Black Widow I hunt black widow spiders. When I find one, I capture it. I have found them in discarded car wheels and under railroad ties. I have found them in house foundations and cellars, in automotive shops and toolsheds, against fences and in cinder block walls. As a boy I used to lift the iron lids that guarded underground water meters, and there in the darkness of the meter wells I would often see something round as a flensed human skull, glinting like chipped obsidian, scarred with a pair of crimson triangles that touched each other to form an hourglass: the widow as she looks in shadow.

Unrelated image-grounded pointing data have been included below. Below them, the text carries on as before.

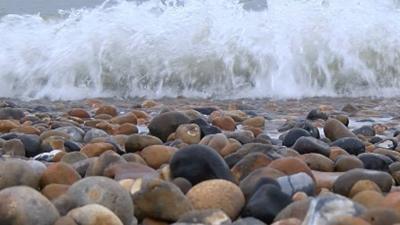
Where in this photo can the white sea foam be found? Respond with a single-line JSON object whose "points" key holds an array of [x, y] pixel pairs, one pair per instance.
{"points": [[206, 48]]}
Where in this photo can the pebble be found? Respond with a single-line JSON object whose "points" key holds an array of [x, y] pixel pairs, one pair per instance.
{"points": [[159, 199], [217, 194], [198, 163], [22, 205]]}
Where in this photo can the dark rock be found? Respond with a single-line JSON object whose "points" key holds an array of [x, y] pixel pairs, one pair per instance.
{"points": [[351, 145], [197, 163], [374, 161], [267, 195], [305, 145], [166, 123], [293, 135]]}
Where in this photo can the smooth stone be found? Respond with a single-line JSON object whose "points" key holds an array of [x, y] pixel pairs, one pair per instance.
{"points": [[157, 155], [293, 135], [129, 171], [248, 164], [266, 203], [224, 122], [91, 214], [7, 125], [165, 124], [53, 191], [134, 157], [387, 144], [75, 133], [23, 205], [291, 165], [345, 182], [327, 208], [137, 142], [18, 172], [13, 147], [363, 185], [248, 221], [98, 190], [334, 130], [205, 128], [107, 109], [197, 163], [316, 114], [189, 133], [368, 198], [94, 133], [79, 112], [305, 145], [268, 149], [183, 184], [217, 194], [374, 161], [299, 182], [159, 199], [257, 121], [125, 118], [105, 160], [73, 157], [381, 216], [59, 173], [347, 162], [11, 113], [365, 130], [318, 162], [206, 217], [96, 149], [296, 209], [251, 188], [352, 145]]}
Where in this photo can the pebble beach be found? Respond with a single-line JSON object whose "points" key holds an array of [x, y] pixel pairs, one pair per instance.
{"points": [[309, 161]]}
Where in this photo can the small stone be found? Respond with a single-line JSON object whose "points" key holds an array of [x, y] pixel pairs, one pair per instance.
{"points": [[217, 194], [156, 155], [248, 164], [107, 109], [258, 121], [13, 147], [165, 124], [266, 195], [91, 214], [381, 216], [159, 199], [352, 145], [305, 145], [368, 198], [318, 162], [334, 130], [80, 113], [346, 162], [137, 142], [189, 133], [17, 172], [23, 205], [53, 191], [206, 217], [96, 149], [197, 163], [363, 185], [293, 135], [345, 182], [59, 173], [224, 122]]}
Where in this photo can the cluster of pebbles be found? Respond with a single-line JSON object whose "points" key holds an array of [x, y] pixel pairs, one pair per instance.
{"points": [[156, 164]]}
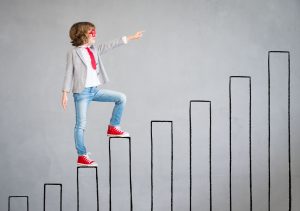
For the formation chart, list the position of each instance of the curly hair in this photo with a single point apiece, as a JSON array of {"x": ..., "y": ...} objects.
[{"x": 78, "y": 33}]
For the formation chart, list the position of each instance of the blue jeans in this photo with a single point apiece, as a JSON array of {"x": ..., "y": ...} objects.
[{"x": 82, "y": 101}]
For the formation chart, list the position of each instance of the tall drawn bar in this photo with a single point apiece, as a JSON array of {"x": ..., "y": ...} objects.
[
  {"x": 116, "y": 164},
  {"x": 60, "y": 194},
  {"x": 198, "y": 163},
  {"x": 279, "y": 145},
  {"x": 240, "y": 146},
  {"x": 161, "y": 166}
]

A quick stir with a stick would trap her for a few seconds in her own web, long enough for me to catch her in a jar. When I walk the paved paths in a certain landscaped park in my hometown, a hot day will sometimes show me a sparkle that vanishes with any slight change of angle, and near it some windblown garbage will be lodged in the crags of a piece of granite or in the sandy dirt gathered by a prickly pear. A minute's investigation reveals that garbage, stone, cactus, and earth are all held together by an almost invisible web, at the corner of which the clawed tips of a black widow's sleek legs protrude from some crevice.
To catch a widow in this situation, I have to find a live insect and toss it into her web. Only after she has come out to kill the insect and is lost in the business of biting and wrapping do I have a good chance of catching her; otherwise, she is too quick to retreat to her hiding place. In the dry Oklahoma Panhandle, I found one under the threshold of my back door. It thrust its forelegs into the kitchen to threaten the pencil I prodded it with. Years later, when I lived in the humid Ozark Mountains of Arkansas, my wife and I had taken a new apartment, and a second before Tracy sat down on our new threshold I recognized those black lines, which might have been cracks in the cement, as a widow's legs: I yanked the spider out and captured it in a coffee can. I have found widows on playground equipment, in a hospital, in the lair of a rattlesnake, and once on the bottom of the lawn chair I was sitting in as I looked at some widows I had captured elsewhere that day. Sometimes I raise a generation or two in captivity. The egg sacs contain multitudes of pinpoint cannibals.
Growing for several days on the residual energy of the egg yolk they consumed before hatching, they molt before ever eating. The mass of them appears as a dirty cloud at the center of the egg sac, gradually expanding into a visibly moving stain that fills the sac. They live in their private sphere for about five days before they venture out into the world through a single, perfectly round hole chewed by one precocious sister, and as they leave they trail fine silk that gleams with the sun, the group of them producing a glimmering tangle like a model of an electron cloud, the empty sac its nucleus. After a day in that tight formation, they drift away from each other. They grow rapidly, the most successful eaters shucking a skin every few days. They begin as swirls of light brown and cream, then darken with each molt, resolving into brown with white spots. A white hourglass is soon clear on the belly. In the females, a pale orange hue dawns in the center of the hourglass with succeeding molts; the brown rapidly darkens.
The orange deepens to red, like a sunset, and spreads outward to infect the entire hourglass. As adults their black is broken only by the crimson hourglass and, depending on the individual, perhaps a few other sp.